The VTune analyzer’s event based sampling can help users pinpoint exactly which methods are optimized to use
SSE. One can simply use SIMD_INST_RETIRED.ANY event (Retired Streaming SIMD instructions (precise event))
to count the overall number of SIMD instructions retired. The following events can give further break-down of
this one event. These are the events that are available on Core™ architecture based processors.
Symbol Name[11]
Description
FP_MMX_TRANS.TO_FP
Transitions from MMX (TM) Instructions to Floating Point
Instructions.
FP_MMX_TRANS.TO_MMX
Transitions from Floating Point to MMX (TM) Instructions.
SIMD_ASSIST
SIMD assists invoked.
SIMD_COMP_INST_RETIRED.PACKED_DOUBLE
Retired computational Streaming SIMD Extensions 2 (SSE2)
packed-double instructions.
SIMD_COMP_INST_RETIRED.PACKED_SINGLE
Retired computational Streaming SIMD Extensions (SSE) packedsingle instructions.
SIMD_COMP_INST_RETIRED.SCALAR_DOUBLE
Retired computational Streaming SIMD Extensions 2 (SSE2)
scalar-double instructions.
SIMD_COMP_INST_RETIRED.SCALAR_SINGLE
Retired computational Streaming SIMD Extensions (SSE) scalarsingle instructions.
SIMD_INSTR_RETIRED
SIMD Instructions retired.
SIMD_INST_RETIRED.ANY
Retired Streaming SIMD instructions (precise event).
SIMD_INST_RETIRED.PACKED_DOUBLE
Retired Streaming SIMD Extensions 2 (SSE2) packed-double
instructions.
SIMD_INST_RETIRED.PACKED_SINGLE
Retired Streaming SIMD Extensions (SSE) packed-single
instructions.
SIMD_INST_RETIRED.SCALAR_DOUBLE
Retired Streaming SIMD Extensions 2 (SSE2) scalar-double
instructions.
SIMD_INST_RETIRED.SCALAR_SINGLE
Retired Streaming SIMD Extensions (SSE) scalar-single
instructions.
SIMD_INST_RETIRED.VECTOR
Retired Streaming SIMD Extensions 2 (SSE2) vector integer
instructions.
SIMD_SAT_INSTR_RETIRED
Saturated arithmetic instructions retired.
SIMD_SAT_UOP_EXEC
SIMD saturated arithmetic micro-ops executed.
SIMD_UOPS_EXEC
SIMD micro-ops executed (excluding stores).

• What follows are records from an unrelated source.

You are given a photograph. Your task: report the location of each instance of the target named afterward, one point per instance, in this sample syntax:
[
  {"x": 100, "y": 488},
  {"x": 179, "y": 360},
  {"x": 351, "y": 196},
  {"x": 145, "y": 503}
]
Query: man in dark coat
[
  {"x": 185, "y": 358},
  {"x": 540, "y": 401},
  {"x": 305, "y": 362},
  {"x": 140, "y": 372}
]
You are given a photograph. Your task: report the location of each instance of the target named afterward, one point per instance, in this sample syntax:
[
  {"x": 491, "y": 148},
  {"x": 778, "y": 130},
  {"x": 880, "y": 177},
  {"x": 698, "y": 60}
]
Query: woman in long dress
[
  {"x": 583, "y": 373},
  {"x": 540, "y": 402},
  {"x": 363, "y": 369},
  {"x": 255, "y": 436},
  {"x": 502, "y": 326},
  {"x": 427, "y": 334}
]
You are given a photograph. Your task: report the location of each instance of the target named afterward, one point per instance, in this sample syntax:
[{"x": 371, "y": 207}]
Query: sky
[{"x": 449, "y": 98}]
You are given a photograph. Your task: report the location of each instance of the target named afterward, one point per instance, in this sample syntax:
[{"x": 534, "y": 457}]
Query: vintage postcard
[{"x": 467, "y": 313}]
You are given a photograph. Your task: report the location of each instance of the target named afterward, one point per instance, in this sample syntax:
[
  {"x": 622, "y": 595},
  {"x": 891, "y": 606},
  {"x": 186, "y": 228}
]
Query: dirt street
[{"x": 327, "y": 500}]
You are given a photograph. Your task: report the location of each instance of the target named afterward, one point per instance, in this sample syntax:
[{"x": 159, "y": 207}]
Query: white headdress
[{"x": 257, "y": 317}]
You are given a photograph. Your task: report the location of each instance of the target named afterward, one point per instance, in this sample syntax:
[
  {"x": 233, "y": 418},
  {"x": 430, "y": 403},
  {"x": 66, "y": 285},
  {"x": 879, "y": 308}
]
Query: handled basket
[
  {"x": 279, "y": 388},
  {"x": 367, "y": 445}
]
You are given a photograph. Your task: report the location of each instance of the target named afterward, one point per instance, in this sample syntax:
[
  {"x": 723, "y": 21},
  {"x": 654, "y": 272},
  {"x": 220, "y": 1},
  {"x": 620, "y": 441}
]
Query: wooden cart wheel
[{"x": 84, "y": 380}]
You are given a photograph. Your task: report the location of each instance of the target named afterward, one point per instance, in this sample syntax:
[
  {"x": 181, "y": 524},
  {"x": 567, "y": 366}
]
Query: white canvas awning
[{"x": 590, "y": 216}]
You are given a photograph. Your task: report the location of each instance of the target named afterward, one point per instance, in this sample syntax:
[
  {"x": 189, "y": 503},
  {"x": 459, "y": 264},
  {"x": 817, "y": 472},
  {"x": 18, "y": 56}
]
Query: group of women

SIMD_UOP_TYPE_EXEC.ARITHMETIC
SIMD packed arithmetic micro-ops executed
SIMD_UOP_TYPE_EXEC.LOGICAL
SIMD packed logical micro-ops executed
SIMD_UOP_TYPE_EXEC.MUL
SIMD packed multiply micro-ops executed
SIMD_UOP_TYPE_EXEC.PACK
SIMD pack micro-ops executed
SIMD_UOP_TYPE_EXEC.SHIFT
SIMD packed shift micro-ops executed
SIMD_UOP_TYPE_EXEC.UNPACK
SIMD unpack micro-ops executed
Figure 22
If we collect some of these events on SciMark2 again (Figure 22 and 23), we’ll see that actually all our
benchmarks are using the SIMD (Single Instruction Multiple Data) unit. It is also important to note that
SIMD_INST_RETIRED.ANY should be equal to the total of all the sub events.
Figure 23
3.4. Parallelization, threads and more
As we mentioned earlier, Java uses heap to allocate memory for objects however, in multi-threaded cases it
becomes quite clear that the access to the heap can quickly become a significant concurrency bottleneck, as
every allocation would involve acquiring a lock that guards the heap. Luckily JVMs use thread-local allocation
blocks (TLAB), where each thread allocates a larger chunk of memory from the heap and services small
allocation requests sequentially out of that thread-local block.
As a result, this greatly enhances the scalability and reduces the number of times a thread must acquire the
shared heap lock, improving concurrency. TLAB[12] enables a thread to do object allocation using thread local
top and limit pointers, which is faster than doing a serialized access to the heap which is shared across threads.
However, as the number of threads exceeds the number of processors, the cost of committing memory to localallocation buffers becomes a challenge and sophisticated sizing policies must be employed.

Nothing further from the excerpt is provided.